Weeksville Houses in Brooklyn

Weeksville Houses in Brooklyn; (c) Soul Of America

Brooklyn & Queens History

Brooklyn was one of the original six towns of Kings County, when the county/town system was established in 1683. Later, Brooklyn usurped the county to become the City of Brooklyn in 1834. Reportedly 36 million, or one out of seven Americans, trace their roots to Brooklyn. African Americans, beginning as servants and freemen, came to settle primarily in Brooklyn.

The Weeksville Houses, four frame cottages, was formerly the site of a community formed in the early 1800’s by freed blacks in Brooklyn. Weeksville, named after a free black man from Virginia named James Weeks, was settled in 1827 shortly after slavery was abolished in NY state. Now home to a museum, some of these homes are listed on the National Register of Historic Places. Weeksville Historical Society has renovated some remaining of an alley near Schenectedy Avenue and Atlantic Avenue near East New York Avenue.

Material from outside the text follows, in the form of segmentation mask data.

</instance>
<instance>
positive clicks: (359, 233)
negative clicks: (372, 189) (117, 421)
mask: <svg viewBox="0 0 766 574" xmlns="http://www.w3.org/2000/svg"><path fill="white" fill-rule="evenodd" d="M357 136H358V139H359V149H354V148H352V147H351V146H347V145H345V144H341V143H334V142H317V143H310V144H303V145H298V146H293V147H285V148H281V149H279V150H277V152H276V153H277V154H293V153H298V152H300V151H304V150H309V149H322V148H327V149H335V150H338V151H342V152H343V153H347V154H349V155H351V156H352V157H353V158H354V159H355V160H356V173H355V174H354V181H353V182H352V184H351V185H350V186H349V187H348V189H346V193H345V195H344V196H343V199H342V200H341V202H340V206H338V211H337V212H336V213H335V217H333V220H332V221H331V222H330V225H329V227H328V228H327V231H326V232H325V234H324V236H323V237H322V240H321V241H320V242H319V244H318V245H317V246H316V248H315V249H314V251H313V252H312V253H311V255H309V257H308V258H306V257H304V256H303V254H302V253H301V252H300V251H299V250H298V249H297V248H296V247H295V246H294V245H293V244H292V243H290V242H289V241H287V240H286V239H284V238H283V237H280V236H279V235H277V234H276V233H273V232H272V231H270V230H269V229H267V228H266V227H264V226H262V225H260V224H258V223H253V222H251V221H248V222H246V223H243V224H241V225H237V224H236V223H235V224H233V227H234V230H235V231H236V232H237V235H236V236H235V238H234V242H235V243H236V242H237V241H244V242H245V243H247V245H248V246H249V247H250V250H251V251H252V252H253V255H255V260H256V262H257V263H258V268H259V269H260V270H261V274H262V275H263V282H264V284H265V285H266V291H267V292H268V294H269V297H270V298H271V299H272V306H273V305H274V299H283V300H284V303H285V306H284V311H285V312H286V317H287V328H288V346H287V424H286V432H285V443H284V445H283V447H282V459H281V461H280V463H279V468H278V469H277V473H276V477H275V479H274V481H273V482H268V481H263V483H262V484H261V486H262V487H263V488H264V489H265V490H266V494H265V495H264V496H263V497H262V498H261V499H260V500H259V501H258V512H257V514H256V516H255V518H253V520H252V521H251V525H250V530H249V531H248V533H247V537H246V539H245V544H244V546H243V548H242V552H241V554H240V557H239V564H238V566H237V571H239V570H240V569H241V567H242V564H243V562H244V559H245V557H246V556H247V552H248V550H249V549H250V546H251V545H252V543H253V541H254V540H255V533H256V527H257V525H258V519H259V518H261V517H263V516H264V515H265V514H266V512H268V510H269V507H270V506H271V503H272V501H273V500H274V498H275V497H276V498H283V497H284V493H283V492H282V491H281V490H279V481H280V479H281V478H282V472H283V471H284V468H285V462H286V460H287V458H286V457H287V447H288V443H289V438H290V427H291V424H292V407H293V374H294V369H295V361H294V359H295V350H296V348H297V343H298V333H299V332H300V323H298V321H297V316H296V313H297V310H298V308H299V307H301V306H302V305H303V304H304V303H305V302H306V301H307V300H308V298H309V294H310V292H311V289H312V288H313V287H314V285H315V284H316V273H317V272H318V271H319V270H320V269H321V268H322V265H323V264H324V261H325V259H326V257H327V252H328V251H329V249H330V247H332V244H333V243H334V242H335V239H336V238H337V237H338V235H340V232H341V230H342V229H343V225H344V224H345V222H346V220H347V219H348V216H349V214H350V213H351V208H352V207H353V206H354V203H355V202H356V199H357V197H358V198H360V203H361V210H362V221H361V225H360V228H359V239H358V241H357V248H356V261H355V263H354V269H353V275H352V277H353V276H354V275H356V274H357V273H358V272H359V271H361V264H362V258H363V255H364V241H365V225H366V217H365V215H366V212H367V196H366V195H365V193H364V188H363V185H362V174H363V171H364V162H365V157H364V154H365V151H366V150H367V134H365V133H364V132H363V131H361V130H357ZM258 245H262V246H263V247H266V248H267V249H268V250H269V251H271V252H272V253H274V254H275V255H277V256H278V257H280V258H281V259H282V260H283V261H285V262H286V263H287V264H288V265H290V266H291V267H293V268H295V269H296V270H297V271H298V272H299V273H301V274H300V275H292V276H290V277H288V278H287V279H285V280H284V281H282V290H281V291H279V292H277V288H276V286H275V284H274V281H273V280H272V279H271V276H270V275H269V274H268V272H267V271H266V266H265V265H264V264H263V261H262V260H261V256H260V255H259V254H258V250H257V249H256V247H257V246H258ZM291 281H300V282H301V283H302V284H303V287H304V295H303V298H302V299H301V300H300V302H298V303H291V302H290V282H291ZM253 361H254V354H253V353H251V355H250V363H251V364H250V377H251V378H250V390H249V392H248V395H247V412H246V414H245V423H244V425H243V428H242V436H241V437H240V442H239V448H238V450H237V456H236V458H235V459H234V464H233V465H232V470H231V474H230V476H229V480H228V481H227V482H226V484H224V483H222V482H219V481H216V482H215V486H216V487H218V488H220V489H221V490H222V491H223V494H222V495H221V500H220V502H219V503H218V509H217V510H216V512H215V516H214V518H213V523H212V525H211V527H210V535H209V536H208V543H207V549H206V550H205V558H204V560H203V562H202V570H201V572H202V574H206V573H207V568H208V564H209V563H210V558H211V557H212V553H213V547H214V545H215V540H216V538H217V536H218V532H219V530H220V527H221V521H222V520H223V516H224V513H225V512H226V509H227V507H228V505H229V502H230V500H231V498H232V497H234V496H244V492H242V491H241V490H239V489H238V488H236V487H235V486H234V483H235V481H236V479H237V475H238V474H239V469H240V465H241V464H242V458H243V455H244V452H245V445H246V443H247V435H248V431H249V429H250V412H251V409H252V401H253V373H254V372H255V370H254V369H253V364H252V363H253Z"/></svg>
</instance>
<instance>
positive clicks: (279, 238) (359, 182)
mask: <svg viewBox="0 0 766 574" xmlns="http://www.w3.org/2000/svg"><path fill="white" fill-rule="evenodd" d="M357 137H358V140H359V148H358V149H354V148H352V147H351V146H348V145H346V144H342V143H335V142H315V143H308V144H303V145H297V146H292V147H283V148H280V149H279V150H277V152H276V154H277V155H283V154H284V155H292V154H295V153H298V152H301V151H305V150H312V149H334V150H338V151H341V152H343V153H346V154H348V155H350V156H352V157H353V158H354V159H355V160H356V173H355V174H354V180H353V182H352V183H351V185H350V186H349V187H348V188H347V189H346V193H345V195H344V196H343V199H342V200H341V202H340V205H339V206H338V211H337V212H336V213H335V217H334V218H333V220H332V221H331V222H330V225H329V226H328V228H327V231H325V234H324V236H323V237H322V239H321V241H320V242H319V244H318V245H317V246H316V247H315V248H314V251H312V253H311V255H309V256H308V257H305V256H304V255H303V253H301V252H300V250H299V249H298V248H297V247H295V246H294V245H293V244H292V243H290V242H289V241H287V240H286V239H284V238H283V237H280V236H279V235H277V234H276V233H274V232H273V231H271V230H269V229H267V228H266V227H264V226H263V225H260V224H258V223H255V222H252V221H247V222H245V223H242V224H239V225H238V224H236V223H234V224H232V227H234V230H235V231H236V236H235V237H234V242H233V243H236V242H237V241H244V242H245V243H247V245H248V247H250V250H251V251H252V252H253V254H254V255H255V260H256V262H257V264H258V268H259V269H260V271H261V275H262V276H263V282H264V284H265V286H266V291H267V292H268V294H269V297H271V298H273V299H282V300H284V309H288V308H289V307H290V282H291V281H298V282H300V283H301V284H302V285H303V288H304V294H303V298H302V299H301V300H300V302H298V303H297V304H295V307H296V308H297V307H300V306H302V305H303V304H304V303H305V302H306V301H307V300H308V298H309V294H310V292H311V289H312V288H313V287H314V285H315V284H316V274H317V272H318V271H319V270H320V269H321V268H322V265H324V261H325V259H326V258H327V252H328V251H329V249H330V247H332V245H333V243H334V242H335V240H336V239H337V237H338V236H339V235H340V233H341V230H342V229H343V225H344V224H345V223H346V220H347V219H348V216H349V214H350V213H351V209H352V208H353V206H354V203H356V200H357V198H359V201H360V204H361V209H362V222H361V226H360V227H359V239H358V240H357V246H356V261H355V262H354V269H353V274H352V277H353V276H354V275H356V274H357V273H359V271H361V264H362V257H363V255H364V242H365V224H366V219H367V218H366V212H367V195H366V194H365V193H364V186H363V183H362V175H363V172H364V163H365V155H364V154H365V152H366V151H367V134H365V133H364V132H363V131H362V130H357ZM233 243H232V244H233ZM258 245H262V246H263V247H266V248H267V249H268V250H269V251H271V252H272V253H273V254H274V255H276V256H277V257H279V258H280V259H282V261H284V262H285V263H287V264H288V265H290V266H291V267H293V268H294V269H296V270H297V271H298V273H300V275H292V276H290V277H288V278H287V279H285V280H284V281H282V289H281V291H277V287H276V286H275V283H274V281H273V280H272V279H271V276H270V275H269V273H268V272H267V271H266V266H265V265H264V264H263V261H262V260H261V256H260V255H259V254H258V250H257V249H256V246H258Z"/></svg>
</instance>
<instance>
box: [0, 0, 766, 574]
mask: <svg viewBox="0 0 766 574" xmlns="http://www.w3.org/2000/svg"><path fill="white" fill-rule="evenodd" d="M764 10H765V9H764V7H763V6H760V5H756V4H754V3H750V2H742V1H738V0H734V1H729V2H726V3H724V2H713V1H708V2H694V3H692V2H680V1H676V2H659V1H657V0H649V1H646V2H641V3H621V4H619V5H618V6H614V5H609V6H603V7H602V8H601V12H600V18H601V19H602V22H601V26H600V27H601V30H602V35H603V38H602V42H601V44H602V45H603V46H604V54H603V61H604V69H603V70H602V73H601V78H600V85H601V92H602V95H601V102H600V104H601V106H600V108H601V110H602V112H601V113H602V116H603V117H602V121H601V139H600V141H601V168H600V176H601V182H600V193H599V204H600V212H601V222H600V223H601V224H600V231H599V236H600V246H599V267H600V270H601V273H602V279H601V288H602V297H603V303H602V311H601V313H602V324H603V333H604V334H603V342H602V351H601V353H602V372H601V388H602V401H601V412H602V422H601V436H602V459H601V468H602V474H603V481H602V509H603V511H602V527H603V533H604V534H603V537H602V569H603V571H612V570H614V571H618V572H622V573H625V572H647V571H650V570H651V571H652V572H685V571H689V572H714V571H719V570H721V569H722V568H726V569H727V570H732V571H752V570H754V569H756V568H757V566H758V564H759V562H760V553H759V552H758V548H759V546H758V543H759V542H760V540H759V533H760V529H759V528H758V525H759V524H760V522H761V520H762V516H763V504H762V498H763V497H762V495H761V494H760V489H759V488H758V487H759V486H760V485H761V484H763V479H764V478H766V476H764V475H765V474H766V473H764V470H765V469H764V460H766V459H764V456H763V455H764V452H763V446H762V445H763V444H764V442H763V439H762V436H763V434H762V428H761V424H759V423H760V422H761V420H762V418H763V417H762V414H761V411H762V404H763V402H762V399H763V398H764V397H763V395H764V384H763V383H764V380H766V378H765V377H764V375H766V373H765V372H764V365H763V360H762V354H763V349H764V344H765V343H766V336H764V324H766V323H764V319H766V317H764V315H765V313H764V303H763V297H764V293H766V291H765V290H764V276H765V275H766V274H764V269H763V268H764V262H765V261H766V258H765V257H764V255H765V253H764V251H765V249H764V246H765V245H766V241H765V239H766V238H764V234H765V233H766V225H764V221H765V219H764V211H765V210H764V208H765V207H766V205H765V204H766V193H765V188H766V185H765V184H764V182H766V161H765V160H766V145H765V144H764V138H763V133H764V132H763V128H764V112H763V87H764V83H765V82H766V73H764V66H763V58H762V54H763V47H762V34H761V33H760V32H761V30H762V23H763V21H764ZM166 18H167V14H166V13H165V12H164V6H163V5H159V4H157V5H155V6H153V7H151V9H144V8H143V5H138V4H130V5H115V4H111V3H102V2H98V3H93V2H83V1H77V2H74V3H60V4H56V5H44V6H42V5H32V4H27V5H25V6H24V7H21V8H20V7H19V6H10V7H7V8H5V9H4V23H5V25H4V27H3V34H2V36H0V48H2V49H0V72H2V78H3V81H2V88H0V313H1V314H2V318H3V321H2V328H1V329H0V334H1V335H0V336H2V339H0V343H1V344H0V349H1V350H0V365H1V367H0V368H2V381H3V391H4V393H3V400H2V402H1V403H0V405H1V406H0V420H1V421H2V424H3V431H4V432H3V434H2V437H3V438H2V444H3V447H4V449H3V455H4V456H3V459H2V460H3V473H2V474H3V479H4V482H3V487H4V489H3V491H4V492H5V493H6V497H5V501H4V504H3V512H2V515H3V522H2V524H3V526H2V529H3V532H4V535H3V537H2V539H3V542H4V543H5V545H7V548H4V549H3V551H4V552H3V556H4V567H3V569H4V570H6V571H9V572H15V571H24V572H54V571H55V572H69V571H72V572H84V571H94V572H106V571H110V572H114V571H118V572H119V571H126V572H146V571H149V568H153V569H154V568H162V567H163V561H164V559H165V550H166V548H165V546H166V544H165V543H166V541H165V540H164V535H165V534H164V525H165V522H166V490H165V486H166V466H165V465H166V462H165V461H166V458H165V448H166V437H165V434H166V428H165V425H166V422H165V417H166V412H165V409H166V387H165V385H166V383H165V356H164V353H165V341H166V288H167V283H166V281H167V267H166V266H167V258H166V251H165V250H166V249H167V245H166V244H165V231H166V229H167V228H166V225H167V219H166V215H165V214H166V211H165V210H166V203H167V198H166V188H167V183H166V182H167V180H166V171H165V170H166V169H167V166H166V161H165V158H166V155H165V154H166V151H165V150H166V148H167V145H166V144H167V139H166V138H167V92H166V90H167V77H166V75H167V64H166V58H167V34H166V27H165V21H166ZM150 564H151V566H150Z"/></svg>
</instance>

This community of freemen and the churches they formed helped downtown Brooklyn become regarded as the “Grand Central Terminal” of the Underground Railroad. You can trace the railroad into the basement of the Lafayette Avenue Presbyterian Church in the Fort Greene neighborhood. It is a hallowed place where Harriet Tubman made many stops. After the Civil War Brooklyn’s growth was slightly slower than Manhattan, until the Brooklyn Bridge opened in 1883.

Brooklyn grew to become America’s fourth largest city, were it not annexed into New York City in 1898. Brooklyn and Queens seemed to mosey along as suburbs, waiting for the subway, bridge or tunnel expansion from Manhattan. In the 1910s and 20s Harlem stole all the headlines with its cultural renaissance and homes for African American celebrities.

One landmark event that helped Brooklyn emerge from Manhattan’s shadow was Jackie Robinson integrating the Brooklyn Dodgers and Major League Baseball in 1947. Black folks made sure there were no empty seats in the house as the nation listened by radio and some began watching on TV. When Jackie had a good game, the party was on!

Queens, settled in the same year and short for Queens County, is the largest of of the 5 New York City boroughs. Within Queens, Jamaica is home to large African-American and Caribbean populations along with St. Albans, Queens Village, Cambria Heights, Springfield Gardens, Rosedale, Laurelton and Briarwood districts.

Another landmark event helped Queens emerge from the long shadow of Manhattan — the 1964-65 World’s Fair. The world attended. Coincident with the fair, African Americans began breaking the bonds of Jim Crow Apartheid in employment and housing. Many of them, dissatisfied at being redlined to live in Bedford-Stuyvesant, Crown Heights and Flatbush, moved to other communities in Brooklyn and Queens as their expanding budgets would allow. Some of those communities resisted harshly. The riots of the 1960s increased tensions. African American communities have set up shop in Jamaica and St. Albans, Queens.